A l'école, tout allait bien, à la maison, tout allait bien, aux entraînements, tout allait bien. Même l'adolescence se passa bien. Contrairement à sa sœur, Rachel, Jacek ne se confrontait pas directement aux problèmes. D'abord, sur plusieurs sujets, et souvent, il était d'accord avec son père : les entraînements étaient importants, et il fallait faire attention au monde extérieur. C'étaient des vérités indubitables, bien qu'il les perçût avec moins de force que Tadeusz. Ensuite, lorsqu'on lui demandait de faire quelque chose et qu'il n'en avait pas envie, il ne refusait pas : il ne le faisait pas. Si ça s'apprenait, tant pis, il affrontait l'adversité. Et sinon, tant mieux : c'était gagnant-gagnant, finalement. Il était plutôt du genre à s'éclipser discrètement, à se faire oublier, à se faufiler dehors, quand leur père désirait qu'il s'entraînât ou qu'il restât chez eux. S'il constatait son absence, il s'énervait, mais Jacek était assez malin pour revenir à temps, trouver des excuses, ou se rattraper par la suite – si vraiment c'était nécessaire. Ou peut-être que Tadeusz faisait exprès, parfois, d'agir comme s'il n'avait rien deviné. Il n'en savait rien, et sur le moment, cela lui importait peu. A l'adolescence, il pensait surtout à sortir et à s'amuser. Sûrement avait-il lui aussi des choses à oublier. Les responsabilités, celles des adultes, elles viendraient plus tard. On lui avait déjà volé son innocence, il avait bien droit à l'insouciance !

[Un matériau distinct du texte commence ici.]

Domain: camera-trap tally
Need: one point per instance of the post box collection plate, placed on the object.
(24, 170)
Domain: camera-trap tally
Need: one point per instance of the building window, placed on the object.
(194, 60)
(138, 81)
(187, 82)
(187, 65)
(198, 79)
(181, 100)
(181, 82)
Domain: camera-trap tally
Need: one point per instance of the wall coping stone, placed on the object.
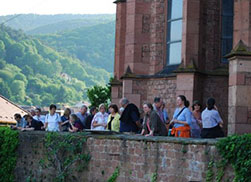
(110, 136)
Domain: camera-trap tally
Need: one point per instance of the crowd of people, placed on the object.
(154, 121)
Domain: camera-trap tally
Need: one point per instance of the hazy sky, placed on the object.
(57, 6)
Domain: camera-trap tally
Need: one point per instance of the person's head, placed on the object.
(28, 118)
(93, 110)
(101, 108)
(157, 102)
(53, 109)
(196, 106)
(32, 112)
(124, 102)
(38, 111)
(147, 107)
(113, 108)
(181, 101)
(17, 117)
(210, 103)
(163, 105)
(83, 109)
(73, 118)
(121, 110)
(67, 112)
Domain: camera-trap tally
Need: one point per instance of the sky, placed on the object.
(8, 7)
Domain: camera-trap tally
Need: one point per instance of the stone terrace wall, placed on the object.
(173, 159)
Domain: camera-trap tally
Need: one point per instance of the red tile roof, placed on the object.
(7, 111)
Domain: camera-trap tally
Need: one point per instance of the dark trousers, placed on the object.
(214, 132)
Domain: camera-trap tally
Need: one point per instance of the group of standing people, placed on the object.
(154, 122)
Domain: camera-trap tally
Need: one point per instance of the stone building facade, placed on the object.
(170, 47)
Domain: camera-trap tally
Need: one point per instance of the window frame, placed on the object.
(225, 37)
(168, 39)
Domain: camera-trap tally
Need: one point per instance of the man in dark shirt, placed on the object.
(130, 118)
(88, 119)
(32, 124)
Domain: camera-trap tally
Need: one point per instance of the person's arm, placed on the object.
(96, 124)
(65, 122)
(136, 119)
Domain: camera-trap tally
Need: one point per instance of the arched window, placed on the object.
(174, 31)
(227, 9)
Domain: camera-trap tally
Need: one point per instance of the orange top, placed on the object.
(184, 131)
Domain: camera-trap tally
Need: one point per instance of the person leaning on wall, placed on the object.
(211, 121)
(152, 123)
(181, 118)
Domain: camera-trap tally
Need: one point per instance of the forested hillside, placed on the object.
(34, 74)
(44, 24)
(94, 45)
(90, 38)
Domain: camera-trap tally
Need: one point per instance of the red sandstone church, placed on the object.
(170, 47)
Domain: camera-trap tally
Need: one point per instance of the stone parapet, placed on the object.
(138, 158)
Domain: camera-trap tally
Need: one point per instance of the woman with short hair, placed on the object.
(113, 119)
(196, 119)
(75, 124)
(65, 119)
(181, 118)
(53, 119)
(211, 121)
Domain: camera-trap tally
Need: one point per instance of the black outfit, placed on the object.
(128, 119)
(215, 132)
(88, 121)
(35, 124)
(155, 123)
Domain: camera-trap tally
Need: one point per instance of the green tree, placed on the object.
(14, 51)
(2, 49)
(18, 91)
(4, 89)
(98, 95)
(2, 64)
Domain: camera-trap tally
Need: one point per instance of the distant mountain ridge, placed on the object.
(32, 73)
(33, 22)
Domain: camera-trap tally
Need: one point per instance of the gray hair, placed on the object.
(124, 101)
(84, 106)
(101, 105)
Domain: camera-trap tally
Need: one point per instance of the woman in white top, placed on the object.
(100, 119)
(211, 121)
(52, 120)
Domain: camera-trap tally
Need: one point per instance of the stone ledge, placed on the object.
(109, 135)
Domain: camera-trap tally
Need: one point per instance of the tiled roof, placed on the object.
(8, 109)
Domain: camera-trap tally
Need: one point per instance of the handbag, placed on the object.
(170, 126)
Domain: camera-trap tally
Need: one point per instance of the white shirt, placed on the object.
(53, 122)
(39, 118)
(100, 119)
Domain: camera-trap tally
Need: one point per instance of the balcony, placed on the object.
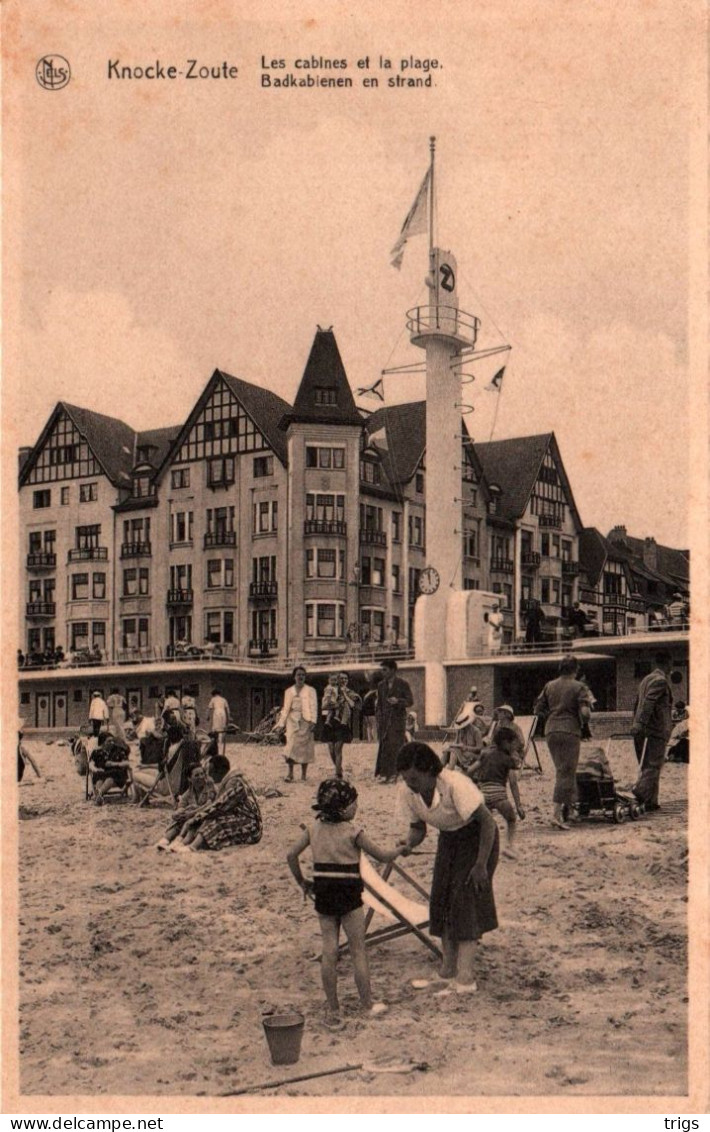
(530, 559)
(136, 550)
(263, 646)
(87, 554)
(325, 526)
(42, 559)
(502, 565)
(263, 590)
(374, 538)
(220, 539)
(180, 598)
(41, 609)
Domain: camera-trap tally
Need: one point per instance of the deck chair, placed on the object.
(528, 726)
(404, 915)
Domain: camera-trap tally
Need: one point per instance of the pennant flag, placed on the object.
(377, 389)
(496, 382)
(417, 221)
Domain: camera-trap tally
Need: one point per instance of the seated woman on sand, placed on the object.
(233, 819)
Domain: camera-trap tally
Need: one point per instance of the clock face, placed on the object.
(428, 580)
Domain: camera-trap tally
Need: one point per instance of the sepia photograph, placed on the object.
(355, 456)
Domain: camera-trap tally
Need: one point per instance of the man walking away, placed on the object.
(651, 729)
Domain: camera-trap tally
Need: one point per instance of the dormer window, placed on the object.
(326, 395)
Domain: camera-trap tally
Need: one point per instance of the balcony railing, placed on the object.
(41, 608)
(136, 550)
(325, 526)
(263, 645)
(263, 589)
(220, 539)
(41, 559)
(87, 554)
(530, 559)
(374, 538)
(180, 597)
(502, 565)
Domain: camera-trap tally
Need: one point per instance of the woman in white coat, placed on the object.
(298, 719)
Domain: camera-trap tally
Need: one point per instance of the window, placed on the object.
(470, 542)
(325, 507)
(79, 586)
(416, 531)
(136, 581)
(180, 478)
(88, 492)
(326, 395)
(265, 516)
(135, 633)
(318, 455)
(325, 619)
(220, 573)
(221, 472)
(87, 537)
(370, 470)
(264, 568)
(373, 625)
(78, 636)
(263, 465)
(181, 526)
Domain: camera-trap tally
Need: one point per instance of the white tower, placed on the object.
(443, 332)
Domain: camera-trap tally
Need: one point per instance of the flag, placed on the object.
(496, 382)
(377, 389)
(416, 222)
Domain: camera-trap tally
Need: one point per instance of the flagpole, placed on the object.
(432, 149)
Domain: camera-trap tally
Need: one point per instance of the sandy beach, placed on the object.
(147, 974)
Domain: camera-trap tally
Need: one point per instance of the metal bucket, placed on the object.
(283, 1034)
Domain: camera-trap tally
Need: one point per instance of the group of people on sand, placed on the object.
(300, 715)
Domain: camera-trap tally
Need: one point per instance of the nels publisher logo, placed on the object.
(52, 73)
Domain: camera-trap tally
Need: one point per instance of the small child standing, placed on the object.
(338, 888)
(494, 771)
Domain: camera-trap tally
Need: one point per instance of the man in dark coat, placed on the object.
(394, 697)
(651, 729)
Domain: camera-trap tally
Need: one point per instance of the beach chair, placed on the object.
(528, 726)
(404, 915)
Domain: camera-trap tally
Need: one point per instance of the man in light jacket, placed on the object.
(651, 729)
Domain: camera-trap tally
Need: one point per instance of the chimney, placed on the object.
(617, 534)
(650, 554)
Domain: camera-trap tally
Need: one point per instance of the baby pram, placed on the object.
(596, 790)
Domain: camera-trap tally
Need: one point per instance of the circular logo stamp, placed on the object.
(52, 73)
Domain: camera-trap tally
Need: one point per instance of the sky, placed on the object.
(157, 230)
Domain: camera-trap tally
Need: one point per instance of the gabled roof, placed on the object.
(672, 563)
(265, 409)
(324, 369)
(110, 439)
(595, 550)
(160, 439)
(405, 438)
(514, 465)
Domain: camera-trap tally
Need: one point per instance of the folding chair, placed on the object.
(528, 726)
(404, 915)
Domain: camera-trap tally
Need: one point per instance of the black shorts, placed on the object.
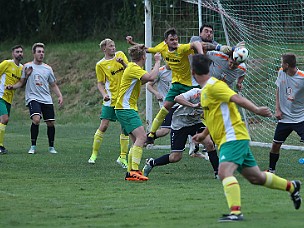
(43, 110)
(167, 121)
(179, 137)
(283, 130)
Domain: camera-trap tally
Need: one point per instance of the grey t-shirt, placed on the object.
(219, 68)
(37, 85)
(291, 96)
(185, 116)
(198, 38)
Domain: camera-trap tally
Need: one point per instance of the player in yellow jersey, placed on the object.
(177, 57)
(10, 74)
(229, 133)
(126, 107)
(109, 72)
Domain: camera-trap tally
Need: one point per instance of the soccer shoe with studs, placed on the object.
(32, 150)
(148, 167)
(135, 175)
(122, 162)
(231, 218)
(3, 150)
(295, 196)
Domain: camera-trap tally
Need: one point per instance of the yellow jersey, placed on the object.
(10, 74)
(222, 117)
(109, 72)
(178, 61)
(130, 87)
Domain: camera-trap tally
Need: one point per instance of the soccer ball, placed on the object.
(240, 54)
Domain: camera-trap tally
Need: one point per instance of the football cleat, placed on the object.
(135, 175)
(231, 218)
(3, 150)
(32, 150)
(122, 162)
(295, 196)
(148, 167)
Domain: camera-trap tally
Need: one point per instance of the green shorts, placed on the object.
(238, 152)
(129, 120)
(176, 89)
(5, 107)
(108, 113)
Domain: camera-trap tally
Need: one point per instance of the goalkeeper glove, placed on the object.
(223, 48)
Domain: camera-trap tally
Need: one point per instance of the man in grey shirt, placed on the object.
(289, 106)
(38, 97)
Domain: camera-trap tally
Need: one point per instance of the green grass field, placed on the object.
(63, 190)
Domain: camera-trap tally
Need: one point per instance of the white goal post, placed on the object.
(269, 28)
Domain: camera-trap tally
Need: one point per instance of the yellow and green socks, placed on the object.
(124, 145)
(2, 132)
(161, 115)
(275, 182)
(96, 143)
(233, 194)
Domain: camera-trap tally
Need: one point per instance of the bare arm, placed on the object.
(102, 90)
(247, 104)
(200, 137)
(150, 88)
(183, 101)
(153, 74)
(56, 90)
(278, 112)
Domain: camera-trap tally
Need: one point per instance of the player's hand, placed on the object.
(129, 39)
(157, 57)
(28, 71)
(198, 105)
(9, 87)
(159, 97)
(264, 111)
(225, 49)
(278, 114)
(241, 44)
(60, 101)
(106, 98)
(198, 138)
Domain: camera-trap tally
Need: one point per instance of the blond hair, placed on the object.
(137, 51)
(35, 45)
(104, 43)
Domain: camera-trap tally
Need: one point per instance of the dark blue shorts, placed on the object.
(43, 110)
(283, 130)
(179, 137)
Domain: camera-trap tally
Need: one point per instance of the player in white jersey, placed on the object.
(10, 74)
(226, 69)
(186, 120)
(289, 106)
(38, 96)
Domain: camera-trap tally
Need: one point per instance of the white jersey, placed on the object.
(163, 82)
(291, 96)
(185, 116)
(37, 85)
(219, 68)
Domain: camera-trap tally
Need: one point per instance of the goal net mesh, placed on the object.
(269, 28)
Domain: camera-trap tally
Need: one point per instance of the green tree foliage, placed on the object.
(70, 20)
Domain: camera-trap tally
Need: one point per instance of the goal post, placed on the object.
(269, 28)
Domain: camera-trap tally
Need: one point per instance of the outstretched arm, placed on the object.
(247, 104)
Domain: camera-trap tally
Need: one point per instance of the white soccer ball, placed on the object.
(240, 54)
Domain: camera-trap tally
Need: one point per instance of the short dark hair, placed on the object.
(200, 64)
(170, 31)
(289, 58)
(205, 25)
(16, 47)
(35, 45)
(137, 51)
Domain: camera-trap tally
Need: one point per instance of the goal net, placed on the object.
(269, 28)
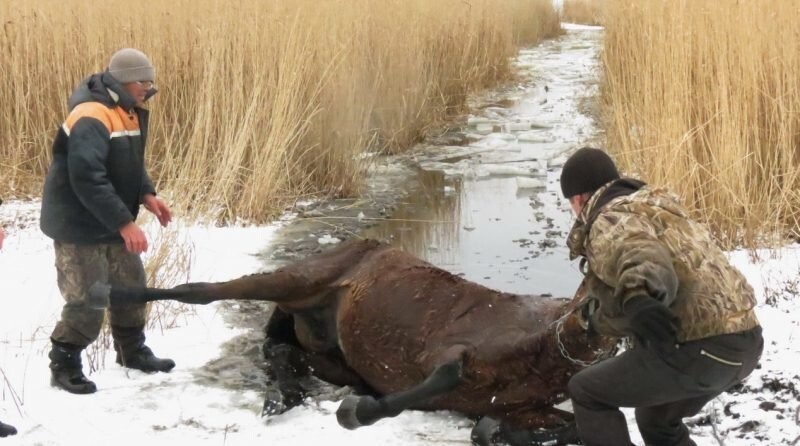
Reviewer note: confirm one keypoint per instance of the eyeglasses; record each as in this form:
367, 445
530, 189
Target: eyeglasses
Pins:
146, 84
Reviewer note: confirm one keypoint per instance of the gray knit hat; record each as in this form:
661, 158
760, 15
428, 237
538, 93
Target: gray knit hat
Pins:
130, 65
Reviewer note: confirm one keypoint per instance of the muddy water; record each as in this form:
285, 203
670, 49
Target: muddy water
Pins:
491, 210
481, 200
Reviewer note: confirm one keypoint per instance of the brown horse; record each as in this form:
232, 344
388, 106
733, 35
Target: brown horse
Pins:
375, 317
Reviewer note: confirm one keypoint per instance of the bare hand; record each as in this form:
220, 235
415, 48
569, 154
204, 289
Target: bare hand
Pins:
158, 208
135, 239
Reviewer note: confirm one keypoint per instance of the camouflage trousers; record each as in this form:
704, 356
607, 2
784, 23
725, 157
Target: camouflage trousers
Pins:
80, 266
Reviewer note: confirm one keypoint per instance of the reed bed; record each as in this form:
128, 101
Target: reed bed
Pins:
260, 101
704, 97
584, 12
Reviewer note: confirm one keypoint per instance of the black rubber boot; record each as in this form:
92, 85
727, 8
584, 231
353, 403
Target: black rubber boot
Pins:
6, 430
67, 371
132, 353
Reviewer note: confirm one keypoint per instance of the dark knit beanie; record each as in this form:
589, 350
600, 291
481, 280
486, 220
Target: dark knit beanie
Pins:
130, 65
585, 171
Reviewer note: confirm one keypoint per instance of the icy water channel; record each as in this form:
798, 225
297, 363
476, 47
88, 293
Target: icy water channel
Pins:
482, 200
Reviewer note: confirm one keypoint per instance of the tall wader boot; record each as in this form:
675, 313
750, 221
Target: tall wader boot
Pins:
6, 430
132, 353
67, 371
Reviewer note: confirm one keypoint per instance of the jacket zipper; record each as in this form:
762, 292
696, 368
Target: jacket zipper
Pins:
718, 359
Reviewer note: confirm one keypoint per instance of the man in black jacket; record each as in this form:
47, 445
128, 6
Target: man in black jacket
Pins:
91, 198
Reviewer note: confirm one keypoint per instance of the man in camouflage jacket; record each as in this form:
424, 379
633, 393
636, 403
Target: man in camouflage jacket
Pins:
656, 277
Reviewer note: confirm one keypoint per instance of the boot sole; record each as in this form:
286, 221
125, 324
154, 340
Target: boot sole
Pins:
85, 391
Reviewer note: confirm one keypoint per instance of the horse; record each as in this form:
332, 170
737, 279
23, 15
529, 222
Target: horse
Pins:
409, 335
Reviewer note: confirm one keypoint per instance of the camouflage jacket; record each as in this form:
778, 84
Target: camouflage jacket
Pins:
646, 242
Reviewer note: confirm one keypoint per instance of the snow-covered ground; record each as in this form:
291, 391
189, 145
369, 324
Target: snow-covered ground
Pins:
185, 407
134, 408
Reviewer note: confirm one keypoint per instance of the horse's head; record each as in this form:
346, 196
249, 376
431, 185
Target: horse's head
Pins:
576, 339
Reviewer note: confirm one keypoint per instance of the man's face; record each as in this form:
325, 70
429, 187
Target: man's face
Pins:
138, 90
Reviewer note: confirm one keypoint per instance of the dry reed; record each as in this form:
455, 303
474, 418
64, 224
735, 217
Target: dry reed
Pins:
261, 101
703, 96
585, 12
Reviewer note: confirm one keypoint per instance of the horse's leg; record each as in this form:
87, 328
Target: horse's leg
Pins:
356, 411
282, 285
558, 428
287, 363
301, 279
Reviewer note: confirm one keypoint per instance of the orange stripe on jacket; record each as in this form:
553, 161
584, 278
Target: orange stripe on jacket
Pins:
115, 120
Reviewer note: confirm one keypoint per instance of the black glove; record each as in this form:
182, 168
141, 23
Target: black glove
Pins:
588, 309
652, 322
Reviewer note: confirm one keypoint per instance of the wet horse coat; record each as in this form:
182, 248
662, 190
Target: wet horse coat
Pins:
418, 336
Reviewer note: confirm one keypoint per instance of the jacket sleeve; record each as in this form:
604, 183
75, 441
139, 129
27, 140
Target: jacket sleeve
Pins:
89, 143
147, 185
627, 255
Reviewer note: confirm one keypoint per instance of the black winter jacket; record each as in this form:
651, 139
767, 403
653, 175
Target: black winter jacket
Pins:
97, 179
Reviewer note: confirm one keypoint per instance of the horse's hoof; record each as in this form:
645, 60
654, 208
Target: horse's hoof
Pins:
358, 411
567, 434
274, 403
7, 430
346, 413
485, 432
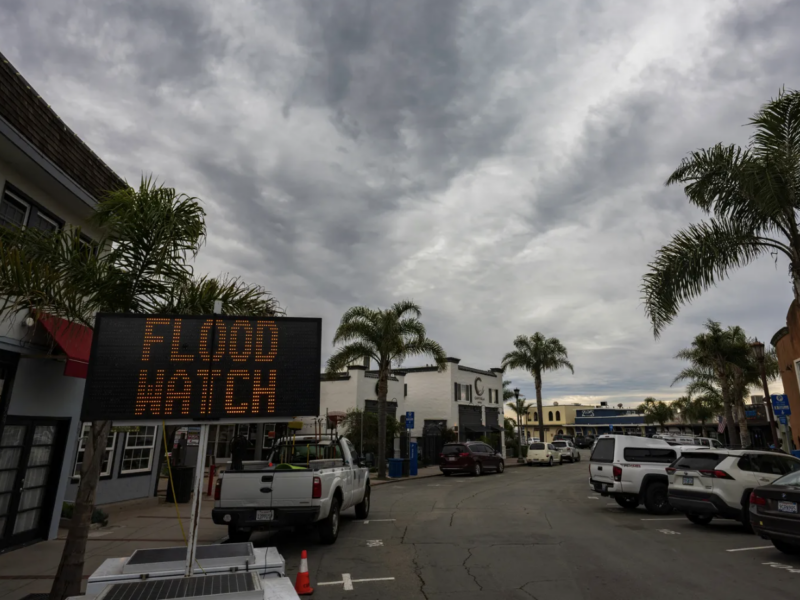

Et ainsi de suite. Tadeusz paraissait presque plus serein. Rachel découvrit son don ; et il se rendit alors compte qu'ils fonctionnaient véritablement à deux, comme un binôme, comme deux poumons qui faiblissent sans l'appui de l'autre. D'ailleurs, sa vie tournait principalement autour de sa sœur, et de sa famille, de sa nouvelle famille. Plus il mûrissait, plus il s'investissait dans tout ce qu'il entreprenait. Son métier d'avocat, aussi, lui tenait à cœur. Parfois, on le chambrait, pour lui demander quand il se présenterait avec une fille. Il restait très discret là-dessus. Il y en avait, parfois, mais rien de trop sérieux, pas assez pour imaginer une rencontre avec la famille – peut-être que Rachel en avait vu une ou deux, mais pas plus. Parce qu'il savait que si ça devenait sérieux, ce serait comme pour tout : il s'investirait pleinement. Et il avait peur de la suite. C'était une peur stupide, il savait bien qu'il fallait se lancer. Mais voilà. Son père avait perdu une femme trois fois, Rachel avait été trompée par Tom... Il n'avait aucune envie de se prendre ce genre de retours en pleine gueule. La trahison, et plus encore la perte, lui seraient insupportables. Et puis, il était un mutant. Ce n'était pas toujours facile à aborder pour les autres, et à gérer pour lui. Aussi, il n'était pas prêt pour tout ça, peut-être même qu'il ne le serait jamais, mais ce n'était pas grave. Il s'épanouissait sans ça. Non, ce n'était pas grave, parce qu'il préférait être là pour eux, pour sa famille, parce qu'eux, ils étaient des piliers inamovibles, liés par des promesses tacites.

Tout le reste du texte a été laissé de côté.